The most commonly used wildcard is %, which represents any character appearing any number of times in the search string.


curl --location 'http://api.xian.glitter.link/blockved/glitterchain/index/sql/query' \
--header 'Content-Type: application/json' \
--data '{
"sql":"SELECT * FROM bookshop.book WHERE name LIKE \"%Physics%\""
}'

Another useful wildcard is _, which serves the same purpose as %, but only matches a single character instead of multiple characters.

curl --location 'http://api.xian.glitter.link/blockved/glitterchain/index/sql/query' \
--header 'Content-Type: application/json' \
--data '{
"sql":"SELECT * FROM bookshop.book WHERE name LIKE \"_uantum physics%\""
}'

G_MATCH

The g_match() function supports field boosts and result scoring.

  • Result Scoring

The _score field is a dynamic field that automatically fills in the scoring results if selected.

  • Field Boost In g_match(), the first parameter is the column name, and you can set weights for the column using the format column_name or column_name + ^ + weight_value.

  • Example SQL

select *,_score from bookshop.book
where
(
g_match('name^5','Economy')
or
g_match('category^2','web3')
)
and (public_at > 1582120979 or public_at < 1602120979)
curl --location 'http://api.xian.glitter.link/blockved/glitterchain/index/sql/query' \
--header 'Content-Type: application/json' \
--data '{
"sql":"SELECT *, _score FROM bookshop.book WHERE (g_match(\"name^5\", \"Economy\") or g_match(\"category^2\", \"web3\"))"
}'

QueryString

The full_text engine's query_string() function allows users to define sophisticated queries using a simple syntax.

Terms

Plain terms without any other syntax are interpreted as a match query for the term in the default field. The default field is _all unless overridden in the index mapping.

To locate books with "web3" among many books, for example.

curl --location 'http://api.xian.glitter.link/blockved/glitterchain/index/sql/query' \
--header 'Content-Type: application/json' \
--data '{
"sql":"SELECT *, _score FROM bookshop.book WHERE query_string(\"web3\")"
}'

Phrases

Phrase queries can be accomplished by placing the phrase in quotes.

Example: "Princeton University Press" will perform a Match Phrase Query for the phrase Princeton University Press.

curl --location 'http://api.xian.glitter.link/blockved/glitterchain/index/sql/query' \
--header 'Content-Type: application/json' \
--data '{
"sql":"SELECT *, _score FROM bookshop.book WHERE query_string(\"Princeton University Press\")"
}'

Field Scoping

You can qualify the field for these searches by prefixing them with the name of the field separated by a colon.

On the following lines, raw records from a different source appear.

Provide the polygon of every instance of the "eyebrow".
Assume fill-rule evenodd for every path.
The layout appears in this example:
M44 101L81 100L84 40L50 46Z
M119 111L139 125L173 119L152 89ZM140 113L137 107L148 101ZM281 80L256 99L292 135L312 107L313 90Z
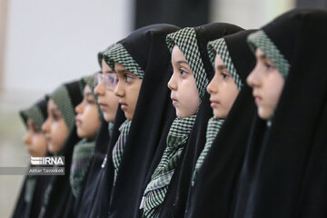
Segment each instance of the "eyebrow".
M224 69L227 69L227 67L225 65L217 65L216 69L217 70L224 70Z
M181 61L176 61L177 64L185 64L187 65L189 65L188 62L187 61L183 61L183 60L181 60Z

Example: category:web3 will perform a Match Query for the term web3, in the category field.

curl --location 'http://api.xian.glitter.link/blockved/glitterchain/index/sql/query' \
--header 'Content-Type: application/json' \
--data '{
"sql":"SELECT *, _score FROM bookshop.book WHERE query_string('\''category: \"web3\"'\'')"
}'

Regular Expressions

You can use regular expressions in addition to using terms by wrapping the expression in forward slashes (/).

Example: /Alfred (Price|Renyi)/ will perform a regular expression against the terms in document.

The regular expressions can also be used with field scoping.

Example: author:/Alfred.*/

curl --location 'http://api.xian.glitter.link/blockved/glitterchain/index/sql/query' \
--header 'Content-Type: application/json' \
--data '{
"sql":"SELECT * FROM bookshop.book WHERE query_string('\''author:/Alfred.*/'\'')"
}'

Required, Optional, and Exclusion

When your query string includes multiple items, by default these are placed into the SHOULD clause of a Boolean Query.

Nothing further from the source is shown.